Once largely shunned as pariahs by the entertainment industry, porn stars are turning up with increasing regularity on shopping-mall movie screens and in prime-time television shows, underscoring pornography's steady migration over the last three decades from the pop-culture margins to the mainstream.
Probably the most significant evidence of the trend so far is Oscar-winning director Steven Soderbergh's decision to cast Sasha Grey, a 20-year-old Sacramento native who began making hard-core movies when she was 18, in his upcoming feature film "The Girlfriend Experience." The movie is told from the perspective of a $10,000-a-night call girl. Grey has appeared in other non-pornographic films, including the Canadian low-budget horror flick "Smash Cut."
"She's really good, totally fearless, very smart," says the director of "Traffic" and "Erin Brockovich," who finished shooting the film last week. "It certainly didn't seem like there was anything I could suggest that she couldn't handle."
The recent inroads made by porn into Hollywood are only one aspect of porn's broader effect on popular culture imagery, language, style and sensibility. Music videos teem with kama sutra-esque boasting and "is-it-real-or-isn't-it?" displays of bumping and grinding. Video games containing explicit sex scenes have been slapped with lawsuits and other restrictions to prevent them from falling into the hands of joystick-gripping adolescents.
Top adult performers such as Jenna Jameson have become household names, their pulchritudinous likenesses adorning everything from bestselling books to ski boards to bobble head dolls, and a new “rock opera” about the late “Deep Throat” star Linda Lovelace is currently playing at L.A.'s Hayworth Theatre.
Lesson from Paris
When "Deep Throat" was made in the early 1970s, porn was still considered too underground for the actors to use their real names. When the X-rated movie's director, Gerard Rocco Damiano (a.k.a. Jerry Gerard), died last month, Time magazine eulogized him at length, praising his smarts, ambition and personal decency while calling his movie "the 'Citizen Kane' of porn."
Fashion also is taking more aesthetic cues from porn, including the growing popularity of genital piercing and shaving, which was popularized by adult film actors. In May, Fox News' resident "sexpert," Yvonne K. Fulbright, made a reference to adult film while taking up the topic of genital grooming. "It's no longer simply a style concern for porn stars," she counseled, "it seems that everyone now -- guy or gal -- is giving at least some thought to pubic hair care."
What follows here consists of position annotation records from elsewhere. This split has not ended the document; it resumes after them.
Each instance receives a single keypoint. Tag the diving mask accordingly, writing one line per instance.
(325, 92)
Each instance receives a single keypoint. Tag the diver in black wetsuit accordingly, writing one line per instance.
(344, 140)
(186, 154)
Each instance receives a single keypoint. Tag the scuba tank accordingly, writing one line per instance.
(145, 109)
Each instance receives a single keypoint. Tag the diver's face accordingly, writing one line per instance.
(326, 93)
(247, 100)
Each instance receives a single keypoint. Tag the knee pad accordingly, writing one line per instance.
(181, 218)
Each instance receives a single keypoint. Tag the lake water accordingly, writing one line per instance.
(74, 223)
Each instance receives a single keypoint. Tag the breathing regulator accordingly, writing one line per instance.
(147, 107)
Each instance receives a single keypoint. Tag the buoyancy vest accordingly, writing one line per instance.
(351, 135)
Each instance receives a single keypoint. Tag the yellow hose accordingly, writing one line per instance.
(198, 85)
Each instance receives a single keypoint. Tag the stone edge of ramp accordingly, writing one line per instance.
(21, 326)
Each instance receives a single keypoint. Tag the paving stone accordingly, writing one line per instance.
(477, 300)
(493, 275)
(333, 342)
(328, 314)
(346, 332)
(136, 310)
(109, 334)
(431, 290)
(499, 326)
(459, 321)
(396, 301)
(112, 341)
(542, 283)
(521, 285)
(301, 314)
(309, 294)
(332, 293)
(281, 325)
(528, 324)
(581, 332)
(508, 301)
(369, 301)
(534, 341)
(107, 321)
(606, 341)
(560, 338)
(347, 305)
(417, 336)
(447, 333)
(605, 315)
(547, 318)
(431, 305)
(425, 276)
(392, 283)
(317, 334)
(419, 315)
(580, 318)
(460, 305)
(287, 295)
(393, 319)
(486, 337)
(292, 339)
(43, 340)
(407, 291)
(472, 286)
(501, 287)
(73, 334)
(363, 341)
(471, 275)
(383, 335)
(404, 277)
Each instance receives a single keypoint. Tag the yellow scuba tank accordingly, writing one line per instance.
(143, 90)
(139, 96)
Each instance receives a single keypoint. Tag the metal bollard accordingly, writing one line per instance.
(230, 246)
Asked why adult stars have become more acceptable in Hollywood, Soderbergh cited the proliferation of Internet porn and the attitudinal sea change signified by the infamous bootleg video showing socialite Paris Hilton having sex with a paramour. In years past, such a tape likely would've destroyed reputations. Instead, it boosted Hilton's paparazzi profile.
"That changed everything," Soderbergh says. "Or it didn't change everything; it confirmed that everything had changed."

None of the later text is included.